I was under the impression that this had always been the case, but a closer look at the National Road Traffic Regulations Act revealed that only older children and adults were named when it was first written all those years ago.
This was a massive oversight, but at least it’s been fixed. Now I can finally drive around town without losing my cool whenever I see a car with a young child jumping around on the back seat.
A while back I actually considered mounting a megaphone to the top of my car which I could use to reprimand ignorant parents about the latent meat missile on the rear seat.
“Meat missile” might seem a bit strong, but I remember reading a few years ago about a study on the subject. Engineers at a vehicle testing facility staged a crash with two small crash test dummies in the rear seats. One of them was fastened in a forward-facing child seat and the other was left unfastened.
The vehicle was propelled to around 80km/h, after which it hit a solid concrete wall. According to the data, the child in the booster seat suffered only minor injuries, but the unfastened child shot straight through the front windscreen and into the wall.
In a real crash, that child would have gone through the windscreen and into whatever had caused the accident.
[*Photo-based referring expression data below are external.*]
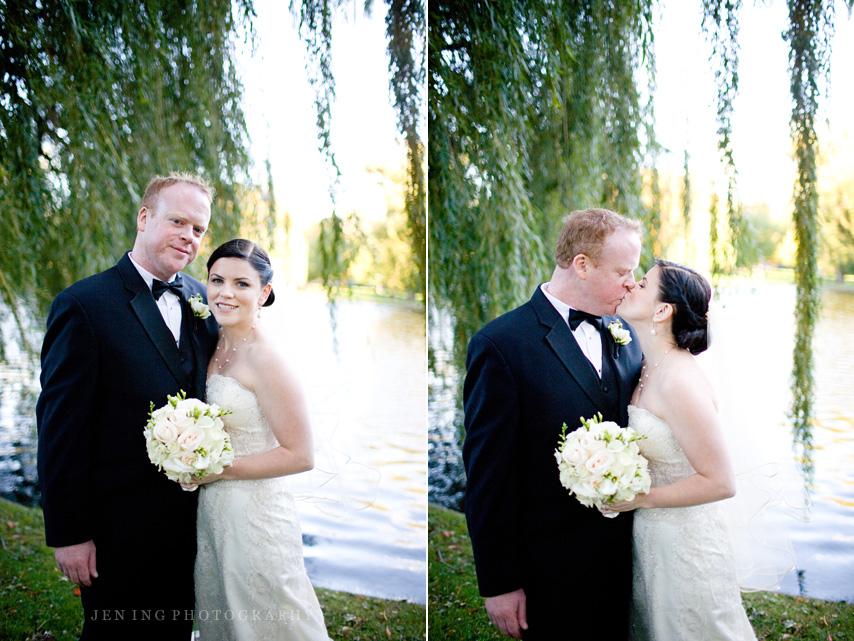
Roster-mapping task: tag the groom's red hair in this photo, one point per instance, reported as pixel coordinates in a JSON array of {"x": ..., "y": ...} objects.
[
  {"x": 585, "y": 231},
  {"x": 159, "y": 183}
]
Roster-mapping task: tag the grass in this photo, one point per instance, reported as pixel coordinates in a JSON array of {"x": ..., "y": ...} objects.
[
  {"x": 38, "y": 603},
  {"x": 455, "y": 609}
]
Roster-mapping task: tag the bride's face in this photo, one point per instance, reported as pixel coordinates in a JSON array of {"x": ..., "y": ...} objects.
[
  {"x": 235, "y": 293},
  {"x": 639, "y": 306}
]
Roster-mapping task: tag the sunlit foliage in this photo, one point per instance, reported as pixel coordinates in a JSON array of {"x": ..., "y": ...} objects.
[
  {"x": 95, "y": 99},
  {"x": 533, "y": 111}
]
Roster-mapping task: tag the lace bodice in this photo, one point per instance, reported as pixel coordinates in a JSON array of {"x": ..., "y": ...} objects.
[
  {"x": 667, "y": 461},
  {"x": 246, "y": 425},
  {"x": 684, "y": 575}
]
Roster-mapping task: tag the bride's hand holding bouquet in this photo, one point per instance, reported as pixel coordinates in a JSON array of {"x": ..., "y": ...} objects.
[{"x": 186, "y": 439}]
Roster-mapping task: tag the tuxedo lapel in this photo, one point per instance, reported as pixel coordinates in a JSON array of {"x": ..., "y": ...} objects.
[
  {"x": 143, "y": 305},
  {"x": 566, "y": 348},
  {"x": 195, "y": 329}
]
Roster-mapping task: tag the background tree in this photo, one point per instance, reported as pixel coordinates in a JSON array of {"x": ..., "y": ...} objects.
[
  {"x": 405, "y": 28},
  {"x": 535, "y": 110},
  {"x": 837, "y": 232}
]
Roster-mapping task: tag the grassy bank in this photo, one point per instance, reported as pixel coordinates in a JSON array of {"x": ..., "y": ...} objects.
[
  {"x": 38, "y": 603},
  {"x": 455, "y": 609}
]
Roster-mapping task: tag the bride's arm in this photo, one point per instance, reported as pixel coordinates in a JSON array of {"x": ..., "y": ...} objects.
[
  {"x": 686, "y": 403},
  {"x": 283, "y": 404}
]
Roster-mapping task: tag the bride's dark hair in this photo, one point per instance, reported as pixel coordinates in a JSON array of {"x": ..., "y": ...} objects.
[
  {"x": 689, "y": 293},
  {"x": 253, "y": 254}
]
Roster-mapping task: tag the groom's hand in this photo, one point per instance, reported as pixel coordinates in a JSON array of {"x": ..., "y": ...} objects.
[
  {"x": 508, "y": 613},
  {"x": 77, "y": 562}
]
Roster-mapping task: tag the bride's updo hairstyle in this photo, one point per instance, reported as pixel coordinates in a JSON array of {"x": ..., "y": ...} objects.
[
  {"x": 689, "y": 293},
  {"x": 252, "y": 254}
]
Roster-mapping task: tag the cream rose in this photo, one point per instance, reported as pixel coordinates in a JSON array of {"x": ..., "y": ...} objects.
[
  {"x": 190, "y": 439},
  {"x": 599, "y": 462}
]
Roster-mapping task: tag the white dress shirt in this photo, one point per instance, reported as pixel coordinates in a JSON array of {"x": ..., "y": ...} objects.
[
  {"x": 169, "y": 303},
  {"x": 586, "y": 335}
]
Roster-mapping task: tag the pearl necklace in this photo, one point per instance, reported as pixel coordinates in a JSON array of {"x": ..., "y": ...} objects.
[
  {"x": 216, "y": 358},
  {"x": 645, "y": 374}
]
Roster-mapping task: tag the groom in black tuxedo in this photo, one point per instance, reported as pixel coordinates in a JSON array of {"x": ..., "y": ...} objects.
[
  {"x": 116, "y": 342},
  {"x": 549, "y": 567}
]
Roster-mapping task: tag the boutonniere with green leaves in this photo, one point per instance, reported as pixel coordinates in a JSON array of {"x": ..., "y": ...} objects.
[
  {"x": 621, "y": 336},
  {"x": 200, "y": 310}
]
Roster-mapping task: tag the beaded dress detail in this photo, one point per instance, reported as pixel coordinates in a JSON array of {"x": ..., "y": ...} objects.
[
  {"x": 685, "y": 586},
  {"x": 250, "y": 574}
]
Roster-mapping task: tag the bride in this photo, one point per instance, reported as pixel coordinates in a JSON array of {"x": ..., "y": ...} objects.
[
  {"x": 250, "y": 574},
  {"x": 685, "y": 584}
]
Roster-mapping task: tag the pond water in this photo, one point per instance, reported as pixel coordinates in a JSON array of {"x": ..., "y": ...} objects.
[
  {"x": 751, "y": 363},
  {"x": 363, "y": 510}
]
I may be wrong, but I’m guessing that hitting a solid immovable object at 80km/h probably has fatal consequences. That’s why I’m so glad the baby buckle-up law has come into force.
But there’s a big catch. Just because something is law doesn’t necessarily mean people will adhere to it. Take cellphone use while driving as a prime example. I see people typing away at their phones at every single intersection I stop at every day, and it’ll be the same story with the new baby seat law.
I’ve been doing some research on the topic and I’ve discovered three explanations as to why people don’t fasten their kids in properly.
The first is sheer ignorance or, as I like to call it, stupidity. I wish I could somehow paste the crash video to this page, but since that’s impossible, you’ll just have to search for it on YouTube. Watch that, and I promise you that you’ll never leave your child unbuckled ever again.
The second reason is affordability. I can understand this argument to a certain extent, as I recently made a massive dent in my PlayStation 4 fund when we needed a new child seat. Prices start at around R700, but a fairly decent one with side impact protection, three-slot harness and cup holders will set you back a few thousand.
I also found a few places that refurbish old child seats and sell them at a massive discount, which means the argument about cost doesn’t really hold up. If you can afford a car, you can afford a child seat.
The third excuse is probably the most idiotic of the lot. “My child doesn’t like to be restrained. He gets finicky and cries the whole way.”
My response might sound a bit harsh, but would you rather have an annoying child or a dead one? It really is as simple as that.
I normally don’t put much stock in self-help books, but the What to Expect series is absolutely brilliant, especially on the topic of car safety for kids.
It’s true that children don’t like to be restrained. I know this from experience, but What to Expect taught me an easy to use ploy that might come in handy if you’ve never heard of it before.
Small children are highly impressionable, which means you only need to set a good example and they’ll follow in your footsteps. At first I thought this was just some new age parenting nonsense, but then we tried it and it worked like a charm.
While I buckle up my son, my wife gets in and buckles herself up so he can see. We make a rather big deal of it, explaining that Mommy wears her seatbelt because it’s the right thing to do. Afterwards, I get in as well and the process is repeated.
We did this a few times and now the crying and wrestling out of the seat has stopped completely. I put him in the seat and he just accepts that he has to wear a seatbelt.
So there’s really no excuse for not restraining your kids in the car. It may seem like a struggle to some, but what’s a few lost minutes here and there when they result in the most precious thing in your life being as safe as he/she could possibly be?